To paraphrase Ted Mosby, if you want to keep someone in your life, you do something about it. Since friendship is a two-way street, this applies to both parties. It's ok to cut someone out of your life if you're the only one who seems to be putting any effort into keeping the connection alive. So, from here on out, I'm done with all these unequal, one-way relationships where I'm the only one doing anything to keep the friendship going. Which leads to...

It's ok for me to cut someone out of my life if they keep failing me. There's a saying that goes "When someone tells you who they truly are, believe them." People show you who they are and whether or not they value you through their actions. Regardless of what they say, their actions will usually lead you to the truth. That means that when a "friend" tells you how important you are to them but then can't find time for you, it usually means they're full of shit when they tell you what you mean to them. Believe what you see. And if they keep failing you, keep not including you, keep hurting you, then cut that tie.

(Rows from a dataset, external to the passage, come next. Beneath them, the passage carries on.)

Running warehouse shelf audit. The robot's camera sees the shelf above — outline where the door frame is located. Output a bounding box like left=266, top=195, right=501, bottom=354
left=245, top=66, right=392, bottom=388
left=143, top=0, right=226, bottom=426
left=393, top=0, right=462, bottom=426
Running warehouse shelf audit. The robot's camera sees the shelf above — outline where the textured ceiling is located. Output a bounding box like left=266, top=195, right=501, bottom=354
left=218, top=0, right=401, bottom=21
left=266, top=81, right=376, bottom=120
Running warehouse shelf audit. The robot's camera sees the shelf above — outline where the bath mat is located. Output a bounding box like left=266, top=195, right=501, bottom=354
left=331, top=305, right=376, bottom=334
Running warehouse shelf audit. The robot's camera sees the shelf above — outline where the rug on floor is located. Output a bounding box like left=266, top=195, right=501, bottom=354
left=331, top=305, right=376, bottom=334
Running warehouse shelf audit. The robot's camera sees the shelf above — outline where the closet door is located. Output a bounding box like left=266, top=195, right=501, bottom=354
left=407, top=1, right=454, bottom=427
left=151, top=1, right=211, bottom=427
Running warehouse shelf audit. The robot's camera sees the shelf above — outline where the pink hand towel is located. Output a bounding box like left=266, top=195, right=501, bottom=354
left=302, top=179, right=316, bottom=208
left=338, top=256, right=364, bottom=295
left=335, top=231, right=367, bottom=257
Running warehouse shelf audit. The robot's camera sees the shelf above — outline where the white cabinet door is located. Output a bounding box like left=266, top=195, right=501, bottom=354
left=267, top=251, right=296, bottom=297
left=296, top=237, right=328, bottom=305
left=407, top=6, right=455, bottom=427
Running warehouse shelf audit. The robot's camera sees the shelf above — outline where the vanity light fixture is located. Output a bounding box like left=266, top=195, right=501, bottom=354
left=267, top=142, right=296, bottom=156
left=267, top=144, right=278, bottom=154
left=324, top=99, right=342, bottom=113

It's ok for me to not let someone back into my life once they've exited it. If you've gotten to the point where you feel a need to cut that "friend" out of your life, that needs to be that. If they want back in, remember what your relationship with them was like. Because it's a virtual certainty that a renewed relationship with them will be the same shit, different day and you'll likely hate yourself for being dumb enough to let them back in. If they cut you out then want back in, you should view that with the same skepticism the guy checking IDs at a bar views fake drivers licenses. 

Look, I believe with all my heart that people can and do change. It's just that it requires so much effort and energy that most people prefer to fake it. But sooner or later, the old behaviors that made you want them gone will return. It's ok to save yourself the trouble. Once someone's gone, they're gone for good. You can always get a cat if you get lonely. See?


It's ok for me to not tolerate anyone who shits on what I love. One acquaintance I chose to rid myself of this summer was someone who told me the metal music is "nothing but noise and screaming." That probably sounds petty. Maybe it is petty. But I believe that real friends respect you enough not to trash the things you love. I think that a real friend would know me well enough to know that metal has literally kept me from killing myself on multiple occasions. Nothing else helped. Not God. Not the power of positive thinking. Not even the kind words of friends. But metal reached me and convinced me to hang on and keep going. That's priceless to me. You think I'm just gonna sit around and tolerate your dumbass, lazy fucking "metal is just noise and screaming" arguments? Not anymore, I won't.

I realize I've probably broken this rule many times myself. I have had friends who love Dr. Who and professional wrestling and Nickleback, after all. I can't do anything to atone for those mistakes, but I will try harder to just shut the fuck up if I don't have anything nice to say about something my friends love. As long as they do the same.

Finally, it's ok for me to not settle for friends who aren't what I need. This is self-explanatory, but it's not something I could've admitted until just recently. I have grown to be ruthless as far as not settling when it comes to dating, possibly cuz I can't fathom a time when I'll ever start dating again. But I settle for less-than-stellar friends quite a bit. Look at me. I'm the kind of person who nobody wants around so I have to take any friends I can get. Right?

Only that shit ain't true. Just like I deserve a significant other with whom I'm completely happy, I deserve friends who actually value me as a person. I deserve friends who don't keep me around just so there's always one guy in their crew that makes them look cool. I deserve friends who have interesting shit to say and who are interested in what I have to say. EVERYONE deserves that. So why do we settle so often for phony fucks who don't feed our souls? Nuh-uh. I'm not doing that anymore. Friendship is too valuable a thing to waste on people who aren't worthy of it.